Thursday, February 7, 2013

Above All Angst, is Love

By: Alex 
Art by Alex 
It’s incredible to feel like a paradox—to feel so completely one way but also so much the opposite. When I say this feeling is incredible, I don’t mean that it’s a great feeling, because most of the time it’s not. But it’s an incredible feeling because it’s so unbelievable that we can feel so strongly on two sides of a spectrum. This paradoxical feeling is what I identify as the greatest basis of angst.  

Though it sounds unbelievable, feeling like a paradox is not uncommon, and when thinking about these feelings, I can’t help but express my love for the most wonderful and tragic example of a paradoxical character-- the misunderstood and brilliant Donnie Darko.

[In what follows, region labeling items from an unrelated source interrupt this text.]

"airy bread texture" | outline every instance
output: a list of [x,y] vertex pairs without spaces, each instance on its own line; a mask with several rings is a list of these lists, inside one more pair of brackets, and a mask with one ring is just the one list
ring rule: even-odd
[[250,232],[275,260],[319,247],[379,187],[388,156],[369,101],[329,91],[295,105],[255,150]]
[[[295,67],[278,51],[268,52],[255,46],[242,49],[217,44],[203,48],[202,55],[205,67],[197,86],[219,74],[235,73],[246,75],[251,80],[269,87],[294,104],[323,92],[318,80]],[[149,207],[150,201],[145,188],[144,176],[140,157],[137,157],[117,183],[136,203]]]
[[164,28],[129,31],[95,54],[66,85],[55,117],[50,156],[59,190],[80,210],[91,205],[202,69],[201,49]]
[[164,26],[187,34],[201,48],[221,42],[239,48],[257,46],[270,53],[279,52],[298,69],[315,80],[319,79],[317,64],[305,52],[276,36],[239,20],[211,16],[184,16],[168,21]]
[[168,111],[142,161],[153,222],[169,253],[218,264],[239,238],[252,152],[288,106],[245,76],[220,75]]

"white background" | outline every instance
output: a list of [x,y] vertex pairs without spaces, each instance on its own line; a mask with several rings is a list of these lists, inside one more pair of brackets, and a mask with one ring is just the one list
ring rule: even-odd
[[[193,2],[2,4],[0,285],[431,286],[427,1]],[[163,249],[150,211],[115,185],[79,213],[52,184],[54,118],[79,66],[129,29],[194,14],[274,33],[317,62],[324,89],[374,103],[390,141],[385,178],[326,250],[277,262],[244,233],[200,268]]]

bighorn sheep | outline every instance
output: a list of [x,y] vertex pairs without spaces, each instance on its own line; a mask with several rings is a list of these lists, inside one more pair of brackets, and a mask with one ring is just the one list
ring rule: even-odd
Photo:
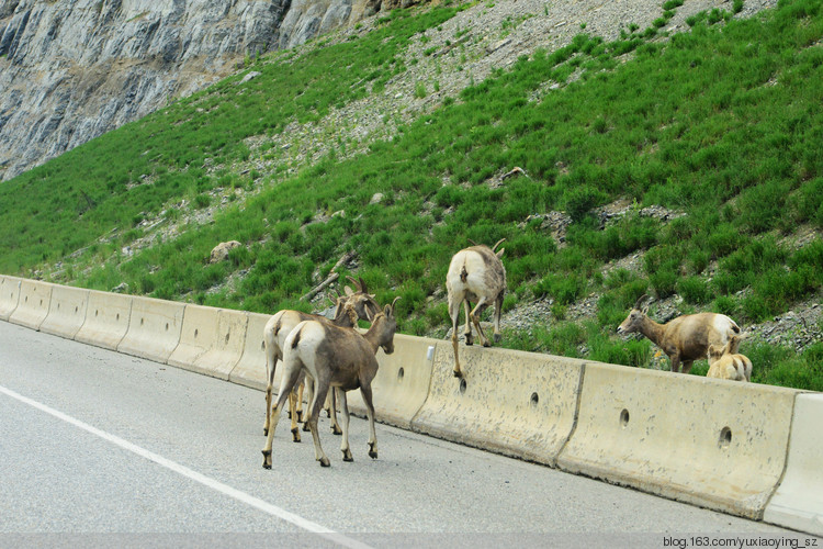
[[372,320],[369,332],[360,334],[350,328],[341,328],[329,323],[305,321],[300,323],[285,339],[283,356],[283,378],[280,382],[278,402],[271,411],[271,427],[263,447],[263,468],[271,469],[271,446],[274,429],[285,399],[294,388],[301,372],[315,384],[314,397],[308,406],[308,428],[314,439],[315,459],[322,467],[329,460],[320,447],[317,434],[317,416],[329,388],[335,388],[343,414],[342,442],[340,450],[343,461],[352,461],[349,448],[349,406],[346,391],[360,388],[369,416],[369,457],[377,458],[377,438],[374,430],[374,405],[371,383],[377,373],[379,348],[386,355],[394,352],[394,333],[397,322],[394,317],[395,298],[391,305]]
[[640,332],[646,336],[668,356],[673,372],[679,372],[683,363],[683,373],[688,373],[695,360],[706,358],[709,345],[725,345],[740,334],[733,320],[717,313],[689,314],[657,324],[646,316],[646,299],[647,295],[642,295],[638,300],[617,332],[620,335]]
[[[449,272],[446,274],[446,289],[449,292],[449,316],[451,317],[451,344],[454,347],[454,376],[460,378],[458,357],[458,318],[460,317],[460,305],[465,310],[465,344],[474,343],[472,337],[472,323],[477,328],[481,344],[491,346],[481,327],[480,320],[483,311],[493,302],[495,304],[495,343],[500,340],[500,313],[503,312],[503,296],[506,293],[506,268],[500,258],[506,248],[495,251],[497,246],[504,242],[500,239],[494,247],[472,246],[461,249],[451,258]],[[469,312],[470,303],[477,305]]]
[[[347,277],[356,287],[357,291],[352,291],[348,285],[345,288],[346,295],[338,295],[337,307],[335,309],[335,317],[332,321],[327,320],[325,316],[315,315],[311,313],[303,313],[301,311],[283,310],[272,316],[263,327],[263,344],[266,346],[266,424],[263,425],[263,435],[269,433],[269,411],[271,410],[271,391],[274,384],[274,368],[278,359],[283,359],[283,345],[285,338],[294,329],[294,327],[303,321],[319,321],[329,322],[338,326],[351,327],[357,324],[359,318],[371,320],[377,312],[380,312],[380,305],[374,300],[374,295],[369,293],[365,283],[362,279],[359,281]],[[302,388],[302,385],[301,385]],[[311,393],[311,391],[309,391]],[[309,394],[311,395],[311,394]],[[292,435],[295,442],[300,442],[300,432],[297,430],[297,421],[300,415],[300,408],[302,406],[303,391],[300,391],[298,395],[291,395],[289,401],[289,407],[292,415]],[[337,427],[337,417],[334,414],[334,403],[329,407],[329,417],[332,418],[331,428],[335,434],[339,434],[339,427]],[[335,428],[337,427],[337,428]]]
[[725,345],[709,346],[709,372],[706,374],[707,378],[752,381],[752,361],[748,357],[736,354],[740,339],[740,336],[732,336]]

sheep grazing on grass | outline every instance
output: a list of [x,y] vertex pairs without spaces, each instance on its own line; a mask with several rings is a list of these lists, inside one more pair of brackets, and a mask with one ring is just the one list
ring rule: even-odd
[[330,464],[320,447],[320,438],[317,434],[317,416],[329,388],[337,391],[343,414],[342,444],[340,445],[343,461],[352,461],[349,448],[349,407],[346,391],[353,391],[358,388],[369,416],[369,457],[377,458],[371,383],[377,374],[379,365],[375,357],[377,349],[382,347],[386,355],[394,352],[394,333],[397,329],[394,305],[398,299],[395,298],[391,305],[386,305],[383,312],[377,313],[365,334],[317,321],[302,322],[289,334],[284,345],[283,378],[280,382],[278,402],[271,411],[271,426],[262,450],[263,468],[271,469],[274,429],[278,426],[283,404],[301,372],[305,373],[306,379],[312,378],[315,384],[306,422],[314,439],[315,459],[320,462],[320,466]]
[[[723,314],[698,313],[678,316],[666,324],[657,324],[646,316],[649,298],[642,295],[629,316],[618,326],[618,334],[639,332],[652,340],[672,361],[672,371],[683,373],[691,370],[695,360],[706,358],[710,345],[725,345],[740,335],[737,324]],[[734,347],[732,352],[736,352]]]
[[752,381],[752,361],[736,352],[740,339],[740,336],[732,336],[725,345],[709,346],[707,378]]
[[[480,320],[483,311],[492,303],[495,304],[494,338],[495,343],[500,340],[500,313],[503,312],[503,298],[506,293],[506,268],[500,258],[506,248],[495,251],[497,246],[505,240],[501,239],[492,248],[488,246],[472,246],[461,249],[451,258],[449,272],[446,276],[446,289],[449,292],[449,316],[451,317],[451,344],[454,348],[454,376],[460,378],[463,372],[460,369],[458,357],[458,320],[460,317],[460,305],[465,311],[465,344],[472,345],[472,323],[477,328],[481,344],[489,347],[492,343],[483,333]],[[476,303],[471,311],[470,303]]]
[[[336,302],[335,317],[329,321],[325,316],[303,313],[301,311],[283,310],[275,313],[266,326],[263,327],[263,343],[266,346],[266,371],[267,371],[267,385],[266,385],[266,423],[263,425],[263,435],[269,433],[269,411],[271,410],[271,393],[274,383],[274,368],[278,360],[283,359],[283,345],[285,338],[294,329],[294,327],[303,321],[318,321],[336,324],[338,326],[351,327],[357,325],[357,321],[371,320],[377,312],[380,312],[380,305],[374,300],[374,295],[370,294],[365,283],[362,281],[356,281],[351,277],[349,280],[354,284],[356,290],[351,290],[348,285],[345,288],[346,295],[339,295]],[[295,442],[300,442],[300,430],[297,429],[297,422],[301,415],[301,405],[303,399],[303,385],[297,394],[292,394],[290,397],[290,412],[292,416],[292,435]],[[309,390],[311,396],[311,390]],[[335,434],[339,434],[340,429],[337,425],[337,417],[335,415],[334,402],[329,406],[329,417],[332,418],[331,428]],[[337,427],[337,428],[336,428]]]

A lovely movie from my era, Donnie Darko, tells a story of growing up, self-evaluation, and (I know it’s crazy) time travel. But at the heart of this film is the struggle of an all too relatable character, Donnie. We realize that his biggest flaw are his paradoxical feelings, trying to understand how he can feel so connected to everyone around him, yet disconnected from what matters most. Because of these anxieties, Donnie is determined to prove that love, the feeling of belonging somewhere, is not just an uncertainty.

Although this movie is depressing, I see a silver lining to its darkness. Though Donnie’s inner turmoil is almost enough to make us feel physical pain, we realize that through his struggles, he’s learned a lesson. In the truest sense of angst, Donnie is surrounded with people who don’t understand him.

But in even the most misunderstood situations, we know that there are people who matter most that can help us through it. Donnie finds solace in a few people he meets, like his girlfriend or his English teacher. And through them, he doesn’t feel so alone. It’s a lot easier to get through a hard time when we realize we have someone around to help us through it.

But just because Donnie has these people in his life that he can trust doesn’t make everything better. He is still faced with everyday challenges that only he can solve. He realizes that it is possible to feel so much like a paradox and that there are some answers, though important, that don’t come to us right away.

Donnie gives us the reality of what some of us cannot accept. Though our problems may not always have an answer, we can find ways to deal with them. Donnie doesn’t have the closure that we all want. He doesn’t know that it’s all going to be okay, as these paradoxical feelings continue to plague his mind. But what I see as the most optimistic element of this story is the truth to it.

By the end, Donnie realizes that living without the ones he loves isn’t worth living at all. Though he doesn’t have it all figured out, he realizes that love can overcome any uncertainty and make us, even for a moment, truly happy. We can be a paradox and still feel love, and that’s the beautiful thing. As we grow up and question things, the only real way to live is through feeling these conflicting emotions. There’s no way we could have it all figured out. We don’t have to be completely happy or completely sad all the time to be connected with others in our lives. It’s okay to live and feel whatever way we do, and through living, we will learn to love.